- The Thai movie poster.
- Directed by: Yuthlert Sippapak
- Written by: Yuthlert Sippapak
- Produced by: Somsak Techaratanaprasert
- Starring: Kiattisak Udomnak Nakorn Silachai [th]
- Distributed by: Sahamongkol Film International
- Release date: April 5, 2007;
- Country: Thailand
- Language: Thai

= Ghost Station (film) =

Ghost Station (โกยเถอะเกย์) is a 2007 Thai comedy-horror film directed by Yuthlert Sippapak as a spoof of Brokeback Mountain.

==Plot==
Udd and Yai are a gay couple who love cowboy films and decide to move from the city to a rural area to create a more intimate, rustic setting for their relationship.
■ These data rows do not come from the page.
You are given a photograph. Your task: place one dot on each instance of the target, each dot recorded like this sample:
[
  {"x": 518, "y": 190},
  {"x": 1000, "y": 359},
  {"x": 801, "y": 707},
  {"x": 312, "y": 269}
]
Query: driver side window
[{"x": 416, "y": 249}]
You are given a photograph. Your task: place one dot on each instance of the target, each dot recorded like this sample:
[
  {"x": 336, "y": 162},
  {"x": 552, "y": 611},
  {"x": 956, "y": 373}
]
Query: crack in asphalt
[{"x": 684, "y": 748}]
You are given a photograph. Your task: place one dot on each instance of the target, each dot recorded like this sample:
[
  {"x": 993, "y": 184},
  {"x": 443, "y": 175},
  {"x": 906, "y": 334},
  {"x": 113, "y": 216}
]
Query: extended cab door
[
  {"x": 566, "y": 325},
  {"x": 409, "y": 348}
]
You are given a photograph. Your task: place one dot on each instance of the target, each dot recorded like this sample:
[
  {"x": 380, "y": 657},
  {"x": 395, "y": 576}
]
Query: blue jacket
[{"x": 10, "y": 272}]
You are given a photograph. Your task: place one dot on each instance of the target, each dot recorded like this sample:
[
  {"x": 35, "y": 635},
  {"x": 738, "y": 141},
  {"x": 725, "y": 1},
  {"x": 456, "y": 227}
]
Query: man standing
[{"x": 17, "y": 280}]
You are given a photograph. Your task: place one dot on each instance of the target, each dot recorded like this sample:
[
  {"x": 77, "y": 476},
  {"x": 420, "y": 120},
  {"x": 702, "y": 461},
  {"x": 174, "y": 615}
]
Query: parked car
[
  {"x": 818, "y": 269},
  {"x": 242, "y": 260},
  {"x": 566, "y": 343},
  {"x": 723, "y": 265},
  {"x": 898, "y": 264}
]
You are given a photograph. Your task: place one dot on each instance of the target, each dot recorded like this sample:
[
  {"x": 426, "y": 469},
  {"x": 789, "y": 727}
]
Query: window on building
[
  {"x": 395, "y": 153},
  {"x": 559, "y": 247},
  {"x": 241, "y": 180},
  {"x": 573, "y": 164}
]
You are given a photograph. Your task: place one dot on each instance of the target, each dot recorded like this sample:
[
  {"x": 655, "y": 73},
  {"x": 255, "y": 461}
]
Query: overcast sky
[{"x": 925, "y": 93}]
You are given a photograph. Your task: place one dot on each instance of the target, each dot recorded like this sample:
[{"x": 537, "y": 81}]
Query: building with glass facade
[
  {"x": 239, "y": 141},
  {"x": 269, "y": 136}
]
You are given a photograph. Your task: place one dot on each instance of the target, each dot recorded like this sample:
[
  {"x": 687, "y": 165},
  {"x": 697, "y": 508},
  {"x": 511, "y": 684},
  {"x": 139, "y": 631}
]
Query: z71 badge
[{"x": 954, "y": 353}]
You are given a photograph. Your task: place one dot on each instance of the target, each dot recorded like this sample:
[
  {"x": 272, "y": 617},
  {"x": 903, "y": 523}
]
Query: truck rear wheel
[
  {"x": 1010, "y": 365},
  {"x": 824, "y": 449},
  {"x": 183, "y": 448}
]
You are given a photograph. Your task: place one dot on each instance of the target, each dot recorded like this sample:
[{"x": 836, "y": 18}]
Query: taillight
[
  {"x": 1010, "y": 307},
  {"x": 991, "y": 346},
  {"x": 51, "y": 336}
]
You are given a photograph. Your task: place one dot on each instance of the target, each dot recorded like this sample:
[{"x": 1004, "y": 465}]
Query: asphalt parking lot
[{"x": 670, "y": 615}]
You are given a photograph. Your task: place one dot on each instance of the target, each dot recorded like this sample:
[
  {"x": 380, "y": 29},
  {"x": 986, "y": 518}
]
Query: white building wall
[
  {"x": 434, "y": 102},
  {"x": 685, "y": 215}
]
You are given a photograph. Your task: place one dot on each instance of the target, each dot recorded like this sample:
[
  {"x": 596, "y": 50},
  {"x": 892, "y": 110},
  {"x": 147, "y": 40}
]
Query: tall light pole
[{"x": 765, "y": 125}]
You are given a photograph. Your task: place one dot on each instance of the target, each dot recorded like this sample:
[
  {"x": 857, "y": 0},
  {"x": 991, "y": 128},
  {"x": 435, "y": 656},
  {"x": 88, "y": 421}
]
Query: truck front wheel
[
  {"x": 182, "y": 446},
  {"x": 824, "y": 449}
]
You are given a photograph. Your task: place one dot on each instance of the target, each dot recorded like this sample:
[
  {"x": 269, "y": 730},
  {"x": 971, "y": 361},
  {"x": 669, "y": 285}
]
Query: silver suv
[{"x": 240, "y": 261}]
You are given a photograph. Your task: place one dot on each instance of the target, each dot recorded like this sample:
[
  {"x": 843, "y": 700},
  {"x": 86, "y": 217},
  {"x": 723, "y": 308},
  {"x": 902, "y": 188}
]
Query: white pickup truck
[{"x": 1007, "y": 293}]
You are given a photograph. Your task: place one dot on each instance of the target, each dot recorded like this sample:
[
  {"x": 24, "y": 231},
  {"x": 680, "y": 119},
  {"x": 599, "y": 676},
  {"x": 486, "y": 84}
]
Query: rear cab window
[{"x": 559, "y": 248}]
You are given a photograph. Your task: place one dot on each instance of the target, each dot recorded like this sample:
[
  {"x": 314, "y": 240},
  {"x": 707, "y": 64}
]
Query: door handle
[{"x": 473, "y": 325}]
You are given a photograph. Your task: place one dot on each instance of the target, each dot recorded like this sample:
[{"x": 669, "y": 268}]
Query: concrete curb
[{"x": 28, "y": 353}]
They purchase an abandoned filling station and plan to settle down. However, Udd soon discovers that Yai is having an affair with Tangmo, a local woman who has a lesbian lover named Jenny. Neither Yai nor Tangmo is aware of each other's sexual histories, but Udd learns about the affair and plots to take revenge by having anal sex with his grandfather. Unbeknownst to them, Udd's grandfather is a zombie who lives with some frightening spirits.

==Cast==
- Kiattisak Udomnak as Udd
- Nakorn Silachai as Yai
- Achita Sik-kamana as Tangmo
- Supassra Ruangwong as Jenny

==Production==
After his previous film, Krasue Valentine, director-screenwriter Yuthlert Sippapak was in the process of developing his next project when he was on Khaosan Road in Bangkok when he had a chance meeting with comedian Nakorn Silachai and the two came up with the concept of Ghost Station.

"Ghost Station is a pure comedy," Yuthlert said in production notes for the film. "Most of my previous works have been mixed-genre films with comedy as a part of the overall concept ... Ghost Station will be my first-ever film using comedy as the main focal point and horror or romance for subplots."